Last fall, Connecticut was one of only seven states to earn an F on the Realtor.com State-by-State Housing Report Card, part of the Let America Build campaign that tracks how effectively each state balances affordability and new construction.

Connecticut’s housing supply is typical of much of the Northeast and is severely limited by zoning regulations, high construction costs, and limited buildable land, putting upward pressure on prices and disenfranchising many residents.

In March, the average listing price in Connecticut was $507,500, which was more than $90,000 above the national figure.

A recent one Housing study ‘Fair Share’ At the state’s behest, the Legislature has shown that Connecticut needs to add between 120,000 and 380,000 new homes to meet current demand — a huge supply gap that mirrors the crisis in neighboring Massachusetts.

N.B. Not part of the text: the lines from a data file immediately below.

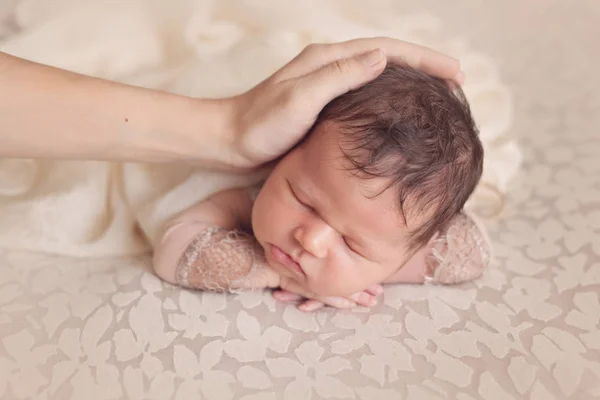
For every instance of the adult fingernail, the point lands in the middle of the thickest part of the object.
(372, 58)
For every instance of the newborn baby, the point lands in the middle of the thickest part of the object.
(374, 194)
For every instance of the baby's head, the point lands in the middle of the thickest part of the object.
(384, 168)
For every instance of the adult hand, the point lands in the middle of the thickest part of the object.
(271, 118)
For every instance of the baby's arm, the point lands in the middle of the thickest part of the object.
(204, 247)
(458, 254)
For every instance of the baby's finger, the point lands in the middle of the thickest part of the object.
(311, 305)
(364, 299)
(375, 290)
(286, 296)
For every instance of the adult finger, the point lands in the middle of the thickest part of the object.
(426, 59)
(339, 77)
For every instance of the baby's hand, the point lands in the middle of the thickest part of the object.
(291, 292)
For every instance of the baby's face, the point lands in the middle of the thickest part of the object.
(325, 228)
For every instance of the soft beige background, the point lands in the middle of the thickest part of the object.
(529, 329)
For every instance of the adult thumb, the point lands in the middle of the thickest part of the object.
(334, 79)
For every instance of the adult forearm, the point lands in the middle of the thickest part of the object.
(51, 113)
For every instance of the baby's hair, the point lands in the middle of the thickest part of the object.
(417, 131)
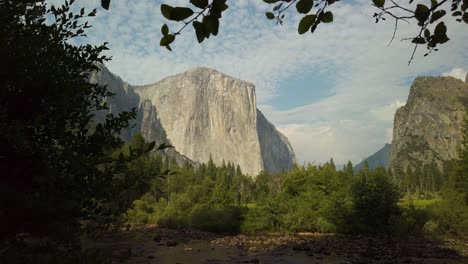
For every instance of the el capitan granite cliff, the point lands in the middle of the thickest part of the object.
(203, 113)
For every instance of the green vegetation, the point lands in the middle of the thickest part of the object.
(316, 198)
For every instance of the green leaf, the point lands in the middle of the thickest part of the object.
(440, 30)
(419, 40)
(166, 10)
(181, 13)
(437, 15)
(199, 3)
(305, 23)
(379, 3)
(304, 6)
(105, 4)
(421, 13)
(166, 40)
(164, 30)
(164, 146)
(150, 146)
(326, 17)
(276, 8)
(465, 18)
(199, 31)
(211, 24)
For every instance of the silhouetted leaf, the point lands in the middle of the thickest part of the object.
(164, 146)
(304, 6)
(211, 24)
(199, 3)
(440, 30)
(181, 13)
(465, 18)
(421, 13)
(166, 10)
(379, 3)
(419, 40)
(150, 146)
(199, 31)
(105, 4)
(164, 30)
(427, 33)
(305, 23)
(166, 40)
(276, 8)
(327, 17)
(437, 15)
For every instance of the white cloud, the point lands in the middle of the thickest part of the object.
(370, 79)
(458, 73)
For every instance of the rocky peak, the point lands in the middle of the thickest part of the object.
(205, 113)
(428, 128)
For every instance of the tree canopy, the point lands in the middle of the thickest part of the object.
(205, 17)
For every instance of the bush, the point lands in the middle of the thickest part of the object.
(225, 219)
(451, 213)
(375, 200)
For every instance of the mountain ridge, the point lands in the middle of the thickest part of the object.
(204, 113)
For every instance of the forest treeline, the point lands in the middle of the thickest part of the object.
(313, 197)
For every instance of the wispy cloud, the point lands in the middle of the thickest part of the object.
(370, 79)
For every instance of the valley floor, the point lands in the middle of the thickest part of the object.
(156, 245)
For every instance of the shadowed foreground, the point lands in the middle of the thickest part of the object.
(154, 245)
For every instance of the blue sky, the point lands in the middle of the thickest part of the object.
(332, 93)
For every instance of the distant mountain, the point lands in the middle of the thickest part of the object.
(379, 159)
(428, 129)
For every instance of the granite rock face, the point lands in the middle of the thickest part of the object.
(277, 153)
(378, 159)
(204, 113)
(428, 129)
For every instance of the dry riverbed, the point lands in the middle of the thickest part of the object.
(157, 245)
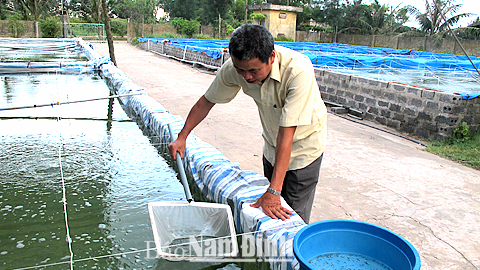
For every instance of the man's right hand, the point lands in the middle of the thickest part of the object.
(196, 115)
(179, 145)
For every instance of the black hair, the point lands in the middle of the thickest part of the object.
(251, 41)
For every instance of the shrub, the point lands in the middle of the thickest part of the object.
(118, 27)
(50, 27)
(15, 27)
(186, 27)
(283, 38)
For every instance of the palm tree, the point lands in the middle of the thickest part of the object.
(438, 17)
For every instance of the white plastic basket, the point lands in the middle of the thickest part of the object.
(183, 230)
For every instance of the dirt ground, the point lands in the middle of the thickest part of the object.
(366, 174)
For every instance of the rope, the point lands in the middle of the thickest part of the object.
(119, 254)
(64, 200)
(68, 102)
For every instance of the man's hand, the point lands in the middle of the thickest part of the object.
(179, 145)
(272, 206)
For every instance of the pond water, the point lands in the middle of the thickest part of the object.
(109, 168)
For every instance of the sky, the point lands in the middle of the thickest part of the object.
(468, 6)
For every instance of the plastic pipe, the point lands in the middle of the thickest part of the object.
(181, 169)
(68, 102)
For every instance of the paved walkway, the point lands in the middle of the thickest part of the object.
(366, 174)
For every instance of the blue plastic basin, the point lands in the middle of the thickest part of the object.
(344, 244)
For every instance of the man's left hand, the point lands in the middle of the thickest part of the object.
(272, 206)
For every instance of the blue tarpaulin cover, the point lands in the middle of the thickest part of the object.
(438, 71)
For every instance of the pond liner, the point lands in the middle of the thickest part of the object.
(219, 179)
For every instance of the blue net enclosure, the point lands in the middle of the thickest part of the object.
(438, 71)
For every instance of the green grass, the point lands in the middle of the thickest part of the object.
(461, 149)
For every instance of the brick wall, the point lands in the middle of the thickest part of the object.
(416, 111)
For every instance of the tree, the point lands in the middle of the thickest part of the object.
(438, 17)
(35, 8)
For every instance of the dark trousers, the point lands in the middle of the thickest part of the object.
(299, 186)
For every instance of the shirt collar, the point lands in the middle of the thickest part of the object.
(275, 72)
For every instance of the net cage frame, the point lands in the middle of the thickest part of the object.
(217, 213)
(69, 32)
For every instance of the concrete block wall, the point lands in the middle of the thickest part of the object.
(420, 112)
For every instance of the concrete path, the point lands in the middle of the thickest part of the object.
(367, 174)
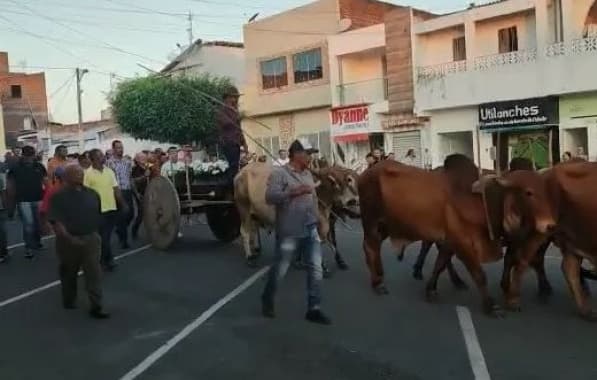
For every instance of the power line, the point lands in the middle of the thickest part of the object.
(115, 48)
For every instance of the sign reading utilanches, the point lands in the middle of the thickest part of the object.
(519, 113)
(353, 120)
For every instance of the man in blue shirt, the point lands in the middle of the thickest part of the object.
(291, 190)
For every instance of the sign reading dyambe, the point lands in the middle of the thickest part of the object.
(350, 120)
(519, 113)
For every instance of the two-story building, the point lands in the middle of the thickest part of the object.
(289, 89)
(24, 101)
(372, 84)
(509, 78)
(221, 58)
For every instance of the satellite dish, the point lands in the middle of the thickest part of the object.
(344, 24)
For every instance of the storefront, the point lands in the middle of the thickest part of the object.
(405, 132)
(523, 128)
(354, 132)
(578, 125)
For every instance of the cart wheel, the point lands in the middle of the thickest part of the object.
(224, 222)
(161, 213)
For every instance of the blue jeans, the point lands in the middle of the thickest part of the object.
(29, 212)
(286, 248)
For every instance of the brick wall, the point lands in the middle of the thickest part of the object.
(364, 13)
(33, 101)
(399, 61)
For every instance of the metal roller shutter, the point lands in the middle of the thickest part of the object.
(403, 141)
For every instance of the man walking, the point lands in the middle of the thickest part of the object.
(103, 180)
(231, 135)
(27, 179)
(291, 190)
(3, 217)
(59, 160)
(122, 168)
(75, 214)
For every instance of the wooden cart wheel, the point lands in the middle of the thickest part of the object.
(161, 213)
(224, 222)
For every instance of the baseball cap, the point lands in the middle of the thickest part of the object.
(301, 145)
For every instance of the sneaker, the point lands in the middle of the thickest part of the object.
(98, 314)
(317, 316)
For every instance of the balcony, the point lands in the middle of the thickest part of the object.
(557, 69)
(368, 91)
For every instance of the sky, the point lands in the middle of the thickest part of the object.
(113, 39)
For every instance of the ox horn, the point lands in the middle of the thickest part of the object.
(479, 185)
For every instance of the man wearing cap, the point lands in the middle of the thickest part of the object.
(291, 190)
(230, 132)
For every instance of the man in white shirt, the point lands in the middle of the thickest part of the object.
(170, 167)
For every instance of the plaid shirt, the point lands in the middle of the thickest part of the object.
(123, 169)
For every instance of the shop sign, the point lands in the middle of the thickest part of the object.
(519, 113)
(350, 121)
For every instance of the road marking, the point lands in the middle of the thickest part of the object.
(475, 354)
(163, 350)
(56, 283)
(23, 244)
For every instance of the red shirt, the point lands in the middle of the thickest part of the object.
(45, 202)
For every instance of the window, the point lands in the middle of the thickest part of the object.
(274, 73)
(307, 66)
(272, 144)
(459, 49)
(16, 92)
(508, 40)
(320, 141)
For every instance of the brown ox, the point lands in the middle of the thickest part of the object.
(408, 204)
(336, 188)
(571, 188)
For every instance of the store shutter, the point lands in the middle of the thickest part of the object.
(403, 141)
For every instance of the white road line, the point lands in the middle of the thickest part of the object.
(163, 350)
(56, 283)
(475, 354)
(23, 244)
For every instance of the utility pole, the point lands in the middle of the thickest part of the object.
(190, 29)
(79, 74)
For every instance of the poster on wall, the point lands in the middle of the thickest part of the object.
(350, 123)
(286, 124)
(519, 113)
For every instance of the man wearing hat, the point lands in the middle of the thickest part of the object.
(230, 133)
(291, 189)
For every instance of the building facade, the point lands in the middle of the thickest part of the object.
(24, 101)
(510, 78)
(288, 92)
(221, 58)
(373, 90)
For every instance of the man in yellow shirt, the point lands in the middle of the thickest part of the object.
(103, 180)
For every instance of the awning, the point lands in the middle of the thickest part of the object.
(352, 138)
(519, 129)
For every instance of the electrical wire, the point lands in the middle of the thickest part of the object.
(113, 47)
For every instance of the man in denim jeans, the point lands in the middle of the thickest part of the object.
(291, 190)
(28, 178)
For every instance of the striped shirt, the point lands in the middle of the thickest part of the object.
(123, 169)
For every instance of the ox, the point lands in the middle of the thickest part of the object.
(336, 189)
(408, 204)
(571, 188)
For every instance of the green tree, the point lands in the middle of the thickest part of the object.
(177, 110)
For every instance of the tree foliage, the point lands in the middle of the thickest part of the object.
(174, 110)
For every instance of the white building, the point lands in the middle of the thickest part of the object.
(510, 78)
(221, 58)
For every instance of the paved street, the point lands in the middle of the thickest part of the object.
(154, 296)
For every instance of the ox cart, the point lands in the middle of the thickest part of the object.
(187, 192)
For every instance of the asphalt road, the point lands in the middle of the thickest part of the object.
(181, 315)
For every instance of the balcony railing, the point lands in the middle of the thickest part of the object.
(368, 91)
(576, 47)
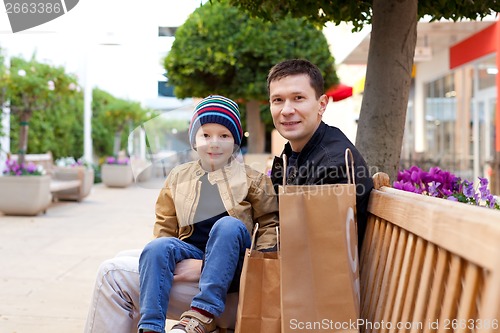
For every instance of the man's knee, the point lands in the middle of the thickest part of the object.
(160, 247)
(228, 226)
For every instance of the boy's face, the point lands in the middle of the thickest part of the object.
(295, 109)
(215, 145)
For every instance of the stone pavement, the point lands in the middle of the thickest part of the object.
(48, 263)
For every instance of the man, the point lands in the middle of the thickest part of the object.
(315, 151)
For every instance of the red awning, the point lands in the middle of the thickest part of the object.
(339, 92)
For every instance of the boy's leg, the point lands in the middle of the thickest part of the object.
(228, 240)
(156, 267)
(115, 301)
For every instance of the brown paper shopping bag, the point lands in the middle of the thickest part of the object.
(259, 300)
(319, 257)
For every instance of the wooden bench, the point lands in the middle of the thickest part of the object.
(429, 264)
(65, 184)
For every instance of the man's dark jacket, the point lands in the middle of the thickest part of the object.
(322, 161)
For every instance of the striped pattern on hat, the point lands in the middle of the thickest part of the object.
(219, 110)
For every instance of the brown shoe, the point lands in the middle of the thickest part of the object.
(194, 322)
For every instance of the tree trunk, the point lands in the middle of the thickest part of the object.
(256, 129)
(23, 136)
(388, 77)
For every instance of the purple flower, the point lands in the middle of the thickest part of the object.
(110, 160)
(119, 161)
(12, 168)
(444, 184)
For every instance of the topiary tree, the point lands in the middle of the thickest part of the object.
(221, 50)
(111, 116)
(390, 57)
(36, 89)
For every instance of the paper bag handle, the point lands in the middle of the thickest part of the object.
(254, 237)
(350, 173)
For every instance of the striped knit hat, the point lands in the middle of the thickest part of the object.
(219, 110)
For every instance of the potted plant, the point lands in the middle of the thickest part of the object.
(117, 172)
(29, 87)
(24, 189)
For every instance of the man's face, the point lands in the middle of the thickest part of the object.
(215, 145)
(295, 110)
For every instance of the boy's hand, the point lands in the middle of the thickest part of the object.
(188, 270)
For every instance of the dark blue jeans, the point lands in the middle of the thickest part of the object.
(223, 257)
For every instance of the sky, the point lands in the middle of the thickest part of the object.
(112, 44)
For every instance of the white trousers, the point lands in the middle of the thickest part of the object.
(115, 301)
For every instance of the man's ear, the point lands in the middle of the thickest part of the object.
(323, 103)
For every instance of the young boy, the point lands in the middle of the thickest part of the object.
(206, 210)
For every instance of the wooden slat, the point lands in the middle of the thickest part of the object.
(437, 291)
(367, 277)
(393, 284)
(403, 282)
(467, 300)
(381, 271)
(451, 295)
(449, 228)
(424, 289)
(427, 260)
(411, 290)
(373, 283)
(388, 273)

All of this leads to one conclusion: Connecticut must expand its affordable housing through all available avenues, from new construction to adaptive use of existing properties. However, Jones points out that the Vernon plant project illustrates both the promise and the pace problem of this approach.

“Plant redevelopments like Vernon’s are making a valuable contribution to long-term housing relief, but Connecticut and its northeastern neighbors will need to combine adaptive reuse with zoning reform that allows multifamily housing to be built near transit and gives faster pipelines the opportunity to really impact housing supply and affordability,” she says.

For Gately, however, the project transcends the metrics of supply and demand; it is about historical legacy.

“If you could just tear everything down and build something new, that would be nice,” he says. “It just wouldn’t be the same.”